MOSCOW HOPES THAT OFFICIAL WASHINGTON WILL REVISE ITS POLICY WITH REGARD TO RUSSIA
America elected its 44th president.
America elected its 44th president. Over 50% Americans cast their votes for Democratic candidate Barack Obama. His rival John McCain, President George W. Bush about to step down, and world leaders including Dmitry Medvedev congratulated the first Afro-American to make the White House, yesterday.
The Democratic Party celebrates a triumph. Its candidate Obama polled over 50% votes. It is known as well that the Democrats strengthened their hold over the Hill. According to the latest estimates, they will have 56 lawmakers in the Senate (5 more than before) and 252 in the House of Representative (18 more).
Obama promised to become a president for all and proceeded to elaborate on the financial crisis. He did not say anything on the subject of America’s foreign policy.
Inauguration will take place on January 20, 2009.
For the time being, the Kremlin will have to be satisfied with what little (and mostly negative) Obama and his candidate for vice president Joe Biden have said about Russia. Experts of the Washington-based Foreign Policy Council recall that Obama appraised Russia as “neither an enemy of America nor a close ally” on April 20 and said that it was wrong for the United States to hesitate “to demand (from Moscow – Nezavisimaya Gazeta) more in terms of democracy, transparency, and responsibility.” In September, i.e. after the conflict in South Ossetia, Obama said, “It is necessary to revise our policy with regard to Russia because an aggressive Russia is a threat to peace and stability in the region.”
Before the war in the Caucasus, however, Obama had talked of a more positive agenda and promised to work with Moscow “on a serious reduction of our nuclear arsenals.” It may be good news for the matter of the START I expiring in late 2009. Obama even planned to extend the Russian-American Treaty on Elimination of Their Intermediate-Range and Shorter-Range Missiles to other countries.
Biden in his turn has commented on Russia’s domestic policy for years. He criticized Vladimir Putin for abolition of gubernatorial elections and “elimination of the opposition”. It may be added that several years ago Biden promoted abolition of the discriminating Jackson-Vanick amendment and restoration of normal trade relations with Russia. He changed his tune when Moscow restricted chicken import from the United States (essentially from poultry farms in Biden’s native Delaware).
Victor Kremenyuk of the Russian Academy of Sciences said that the future of the Russian-American dialogue depended almost entirely on the leaders of the two countries now. “I bet Moscow already scrutinized whatever Obama has ever said about Russia. It’s Moscow’s turn to send a message to Obama now,” Kremenyuk said. The expert assumed that with Obama in the Oval Study, Washington and Moscow could launch bona fide cooperation on the agenda put together in Bush’s days.

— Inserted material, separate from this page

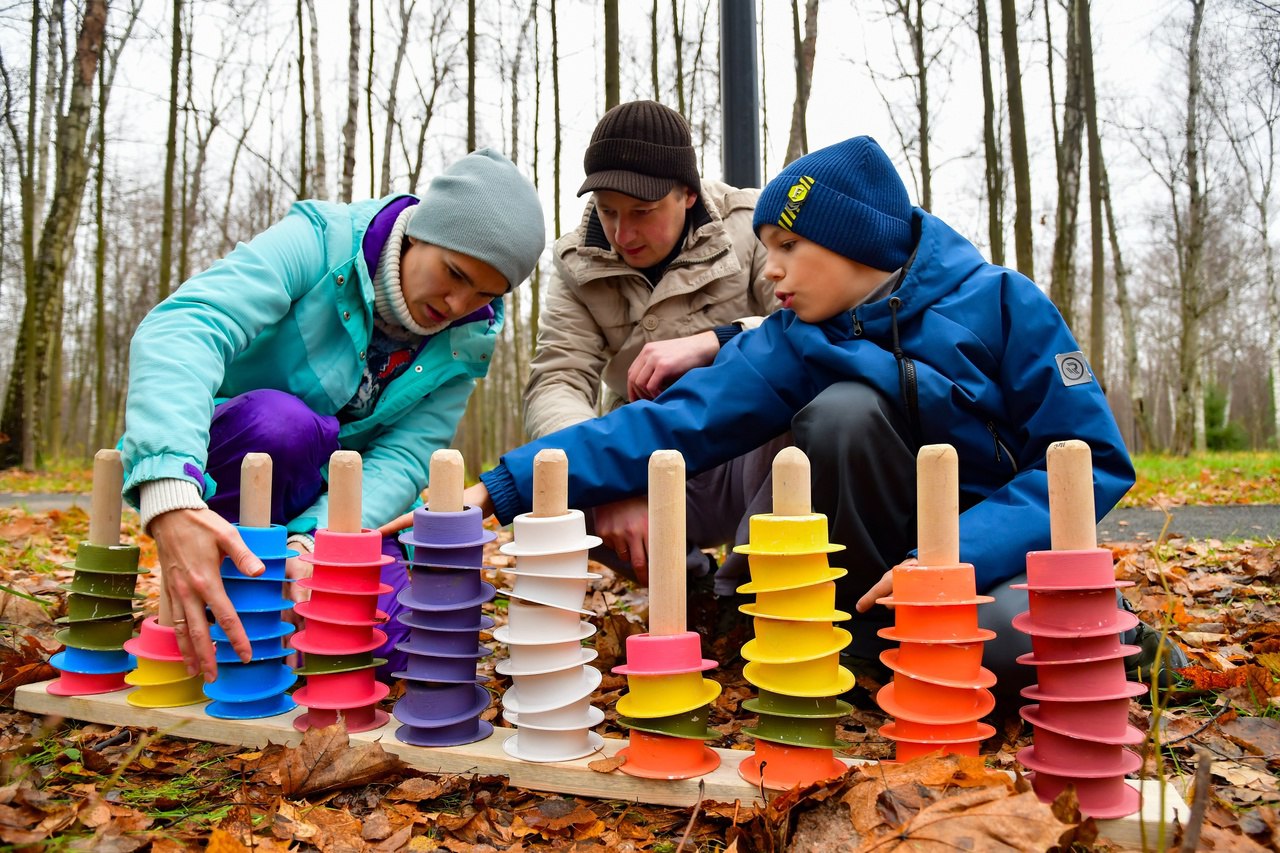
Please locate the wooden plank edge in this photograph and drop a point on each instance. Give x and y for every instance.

He assumed as well that Obama would certainly formulate his opinion of Moscow’s domestic policy but abstain from trying to interfere with it.
Sergei Karaganov of the Foreign and Defense Policy Council does not expect any serious changes in the bilateral relations in the next six months. “The changes will probably be positive but Russia will have to meet the Americans half-way,” Karaganov said.